Stochastic Gradient Descent (SGD) with momentum is an optimization algorithm that incorporates the concept of momentum to accelerate the parameter updates during training. It is an extension of the basic SGD algorithm and aims to address the challenges associated with oscillations and slow convergence in the standard SGD. In standard SGD, the parameter updates at each iteration are solely determined by the current gradient of the loss function with respect to the model parameters. This can lead to noisy and oscillatory updates, especially in scenarios with irregular or noisy gradients. The momentum term, introduced in SGD with momentum, helps to smooth out these oscillations and provide a sense of inertia during optimization.

Nesterov Accelerated Gradient (NAG):

Nesterov Accelerated GD, often referred to as Nesterov Momentum or NAG, is an improvement upon the standard momentum-based approach. It calculates the gradient not at the current parameter values but at an estimate of the future position of the parameters. This “look-ahead” feature allows the algorithm to anticipate its next move and results in more precise updates, often leading to faster convergence.

In the case of SGD with a momentum algorithm, the momentum and gradient are computed on the previous updated weight. Momentum may be a good method but if the momentum is too high the algorithm may miss the local minima and may continue to rise up. So, to resolve this issue the NAG algorithm was developed. It is a look ahead method.
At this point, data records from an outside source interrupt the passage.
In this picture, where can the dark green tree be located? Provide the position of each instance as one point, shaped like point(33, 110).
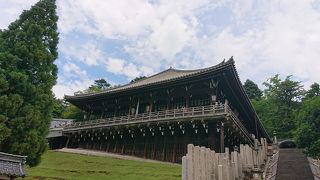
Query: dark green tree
point(307, 134)
point(73, 112)
point(101, 84)
point(98, 86)
point(28, 49)
point(313, 91)
point(252, 90)
point(59, 106)
point(138, 79)
point(277, 108)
Choosing The Right Algorithm:

Selecting the appropriate optimization algorithm depends on several factors, including the dataset size, model architecture, and convergence speed required. As a rule of thumb, for large datasets, Mini-Batch GD, along with momentum-based techniques like Nesterov Accelerated GD, tends to work well. For smaller datasets, traditional GD or even SGD might suffice.In practice, it’s common to experiment with different optimization algorithms, learning rates, and other hyperparameters to identify the combination that yields the best results for a specific problem.

Conclusion: Optimization algorithms lie at the heart of training deep learning models. From the foundational Gradient Descent to the advanced Momentum-based GD and Nesterov Accelerated GD, each algorithm comes with its strengths and weaknesses. Understanding these algorithms and their nuances is essential for effectively training neural networks and achieving superior performance on a wide range of tasks.